Gretchen Hamel, spokesman for the US Trade Representative’s Office, has finally spoken, after Monday’s deadline when settlements were supposed to have been reached between the US and seven different members of the WTO. However, the Internet gambling community will have to stick to the edge of their seats a little longer because Hamel only spoke to announce that the deadline for settlements has been postponed until December 14th of this year.

“Each negotiation is proceeding at its own pace, and some are quite advanced. However, we have agreed to extend the negotiation period for all claimants,” Hamel told Reuters.

“In order to provide all parties with sufficient time to reach a successful resolution, the United States and the claimants have jointly agreed that these negotiations should be extended until December 14,” Hamel continued.

The United States is under heavy pressure from the tiny twin island nations of Antigua & Barbuda, who won their case, and all their appeals, that they brought against the US claiming they were breaking WTO trade violations with their new anti-online gambling laws.

The US then pulled a move unheard of in the WTO, they went in and retroactively changed the GATS, which is basically like signing a contract, then going back to the contract and changing it after all parties have signed.

This action by the US allowed all WTO members the ability to demand compensation from the States. Antigua has since demanded that the US pay up $3.4 billion in the form of suspended copyright laws. Rumors are that the EU has asked for $100 billion per year, but Hamel laughed at that comment.

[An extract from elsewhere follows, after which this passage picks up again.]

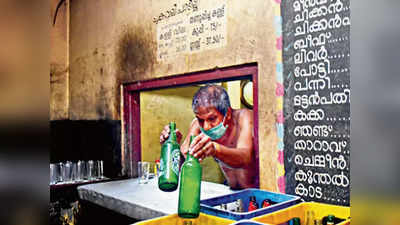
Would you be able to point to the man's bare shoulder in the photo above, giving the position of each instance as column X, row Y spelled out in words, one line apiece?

Hamel also told Reuters that Antigua seems to be the only country that is going after this case full hearted-ly, meaning that they will not settle, they will let the arbitrators settle it.

Antigua believes that because they have beaten the US in several different stages at the WTO, that the WTO will see Antigua’s demands of compensation as justified.

Hamel believes all other nations will settle upon a reasonable solution

Here is a list of business issues the United States is dealing with at the moment: the sub-prime mortgage crisis, a plummeting dollar, an imminent recession, rising homeowner’s insurance rates, skyrocketing oil prices, and Internet gambling enforcement. Wait, what? Internet gambling enforcement?

Yes, one of the major pressures on United States banks at the moment is enforcing a law that was sprung on them by former Senate majority leader, Bill Frist, in the closing moments of the 2006 senate session. The Unlawful Internet Gambling Enforcement Act (UIGEA), only endorsed by right wing religious conservatives and attached to an unrelated Port Security Bill, puts the onus on banks to figure out what transactions on the Internet are illegal online gambling transactions, as opposed to legal ones.

Head of the House Financial Service Committee, Congressman Barney Frank, thinks this responsibility for banks to police online gambling is one of the “stupidest” things the United States congress has ever done.

As a result, Frank has announced a spring time hearing to figure out how to solve this issue.

“The banks have a lot of other things to worry about right now,” Frank said, “I don’t think poker should be one of them.”

Frank’s Bill HR 2046, the Internet Gambling Regulation and Enforcement Act (IGREA), currently has 46 co-sponsors and is gaining steam since it was brought to the table in the middle of 2007.

The IGREA would negate the UIGEA by allowing the formation of a regulatory committee to oversee Internet gambling. The UIGEA, which the IGREA is responding to, declares the banks responsible for monitoring illegal Internet gambling. Frank’s bill would also allow state’s to opt out. The Bill will be discussed at the Hearing.

In related news, Representative Jim McDermott this week announced a revised version of his Bill that would see billions of dollars in tax revenue raised from Internet gambling proceeds over the next ten years.

Earlier today iMEGA won its right to fight for their clients first amendment rights, which they believe the UIGEA violates.

Add the state of the United States economy at the moment and you will foresee the formation of a reversal in attitude towards online gambling in the United States.

In 2005 the United Kingdom passed the Gambling Act, which ruled online gambling to be legal and since 2007 the industry has been successfully managed and regulated in the UK. The United States is likely, at some point, to follow their example.